El rendimiento en el paso de hash a rosin suele oscilar entre el 65 y el 85 %, dependiendo de la calidad del material de partida y del rango de micras, con las fracciones full-melt en la parte alta de esa horquilla. Para los procesadores que diseñan su flujo de trabajo pensando en la producción de rosin, esta tasa de conversión debe tenerse en cuenta a la hora de decidir el método.

Equipamiento y costes operativos

Dry Sift

  • Inversión inicial más baja. Basta con tamices, una sala fría o congelador y mano de obra cualificada.
  • Los costes de consumibles son mínimos.
  • No se necesita fuente de agua, desagüe ni gestión de aguas residuales.
  • La limpieza y el mantenimiento son sencillos.

Water Hash

  • Inversión inicial más alta. Se necesita un tanque de lavado comercial, un juego completo de bolsas de malla, un liofilizador, una sala fría y logística para la producción o el suministro de hielo.
  • El liofilizador no es un lujo en un flujo de trabajo comercial de water hash, es la diferencia entre un producto estable y uno que cristaliza o desarrolla moho. El hash liofilizado correctamente alcanza una actividad de agua por debajo de 0,6 Aw, el umbral a partir del cual se inhibe el crecimiento microbiano, y una humedad residual inferior al 3 %, frente al 8-15 % del producto secado al aire.
  • El consumo de agua y la gestión de residuos añaden complejidad y coste operativo.
  • Las bolsas requieren una limpieza y secado exhaustivos entre cada uso. Las bandejas del liofilizador y los sellos de vacío necesitan un mantenimiento regular.
  • Para los procesadores que buscan resultados consistentes y repetibles a gran escala, sistemas de lavado comerciales como la MX ICE 500 y MX ICE 700 ofrecen la agitación controlada y la estabilidad térmica que los equipos de nivel básico no pueden proporcionar.

Conclusión: ambos métodos tienen cabida

Dry sift y water hash no son competidores, sino métodos complementarios que responden a realidades operativas distintas.

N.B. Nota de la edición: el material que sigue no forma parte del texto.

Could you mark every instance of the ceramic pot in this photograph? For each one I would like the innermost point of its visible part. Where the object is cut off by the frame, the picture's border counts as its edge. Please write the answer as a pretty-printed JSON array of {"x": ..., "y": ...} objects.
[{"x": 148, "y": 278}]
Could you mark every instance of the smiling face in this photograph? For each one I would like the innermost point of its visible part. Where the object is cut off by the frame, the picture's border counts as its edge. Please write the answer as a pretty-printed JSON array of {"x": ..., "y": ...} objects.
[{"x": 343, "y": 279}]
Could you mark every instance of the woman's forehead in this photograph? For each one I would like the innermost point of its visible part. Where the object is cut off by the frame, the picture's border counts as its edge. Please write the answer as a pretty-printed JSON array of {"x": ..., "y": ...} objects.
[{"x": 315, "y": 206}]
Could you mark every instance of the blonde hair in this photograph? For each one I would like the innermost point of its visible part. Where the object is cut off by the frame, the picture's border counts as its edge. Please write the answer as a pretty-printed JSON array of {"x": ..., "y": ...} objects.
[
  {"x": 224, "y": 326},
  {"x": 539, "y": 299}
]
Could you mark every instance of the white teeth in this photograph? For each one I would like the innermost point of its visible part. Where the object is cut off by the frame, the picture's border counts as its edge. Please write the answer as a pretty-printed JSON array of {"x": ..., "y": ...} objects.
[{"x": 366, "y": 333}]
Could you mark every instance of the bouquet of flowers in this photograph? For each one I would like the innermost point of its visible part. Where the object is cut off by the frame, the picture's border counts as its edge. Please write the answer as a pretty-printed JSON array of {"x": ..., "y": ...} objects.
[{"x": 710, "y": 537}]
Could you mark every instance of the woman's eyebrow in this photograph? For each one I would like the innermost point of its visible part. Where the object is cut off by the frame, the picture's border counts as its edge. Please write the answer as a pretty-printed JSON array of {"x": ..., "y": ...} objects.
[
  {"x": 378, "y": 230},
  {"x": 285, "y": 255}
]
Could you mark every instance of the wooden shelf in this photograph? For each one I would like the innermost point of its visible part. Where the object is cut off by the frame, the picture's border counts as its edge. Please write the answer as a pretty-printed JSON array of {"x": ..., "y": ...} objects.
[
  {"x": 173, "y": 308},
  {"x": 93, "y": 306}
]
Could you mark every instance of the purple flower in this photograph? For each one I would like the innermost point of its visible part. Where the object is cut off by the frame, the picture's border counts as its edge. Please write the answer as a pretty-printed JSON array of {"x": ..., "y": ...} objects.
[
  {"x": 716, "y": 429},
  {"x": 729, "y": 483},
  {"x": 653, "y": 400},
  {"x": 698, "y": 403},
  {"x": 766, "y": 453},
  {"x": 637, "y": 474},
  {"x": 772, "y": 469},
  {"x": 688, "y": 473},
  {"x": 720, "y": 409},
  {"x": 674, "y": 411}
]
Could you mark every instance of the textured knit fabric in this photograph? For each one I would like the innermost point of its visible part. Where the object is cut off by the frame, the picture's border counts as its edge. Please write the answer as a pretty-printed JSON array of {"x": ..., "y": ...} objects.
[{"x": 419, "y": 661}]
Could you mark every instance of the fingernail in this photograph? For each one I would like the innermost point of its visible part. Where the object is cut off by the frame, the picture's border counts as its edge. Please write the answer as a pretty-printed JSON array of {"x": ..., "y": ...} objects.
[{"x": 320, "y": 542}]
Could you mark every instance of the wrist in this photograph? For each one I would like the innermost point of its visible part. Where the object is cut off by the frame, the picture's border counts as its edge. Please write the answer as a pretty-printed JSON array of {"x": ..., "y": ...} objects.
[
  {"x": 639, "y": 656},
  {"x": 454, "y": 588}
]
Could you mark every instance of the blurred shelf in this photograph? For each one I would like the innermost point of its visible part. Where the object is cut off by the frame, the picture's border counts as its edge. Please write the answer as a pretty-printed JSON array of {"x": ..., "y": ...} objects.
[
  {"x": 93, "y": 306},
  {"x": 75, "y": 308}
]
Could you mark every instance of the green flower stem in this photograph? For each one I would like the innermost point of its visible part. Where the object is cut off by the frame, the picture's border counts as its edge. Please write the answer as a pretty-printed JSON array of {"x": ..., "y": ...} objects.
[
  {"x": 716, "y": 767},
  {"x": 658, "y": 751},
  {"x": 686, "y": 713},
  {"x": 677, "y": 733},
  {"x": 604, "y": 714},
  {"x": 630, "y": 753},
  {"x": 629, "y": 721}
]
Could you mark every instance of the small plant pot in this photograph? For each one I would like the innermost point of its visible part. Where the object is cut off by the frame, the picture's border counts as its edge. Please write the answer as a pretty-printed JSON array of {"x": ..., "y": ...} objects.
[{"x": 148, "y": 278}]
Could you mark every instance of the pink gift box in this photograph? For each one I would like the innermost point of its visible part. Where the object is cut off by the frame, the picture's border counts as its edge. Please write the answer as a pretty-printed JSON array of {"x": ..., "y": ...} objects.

El waterhash sigue siendo el líder en rendimiento y el referente en conservación de monoterpenos. Para procesadores con espacio, acceso a agua y capital para invertir en liofilización, es una vía probada para obtener productos premium sin disolventes a gran escala.

El dry sift ofrece algo que el water hash no puede igualar: un flujo de trabajo sin disolventes con unos requisitos de infraestructura mucho menores y sin la carga de la gestión del agua. Además, para los procesadores que trabajan con cualquiera de los dos métodos, el refinado posterior puede elevar la pureza a niveles que antes solo eran posibles en un laboratorio.

La decisión correcta depende de la calidad de tu materia prima, tus objetivos de producción, el espacio disponible y el perfil de producto que demanda tu mercado.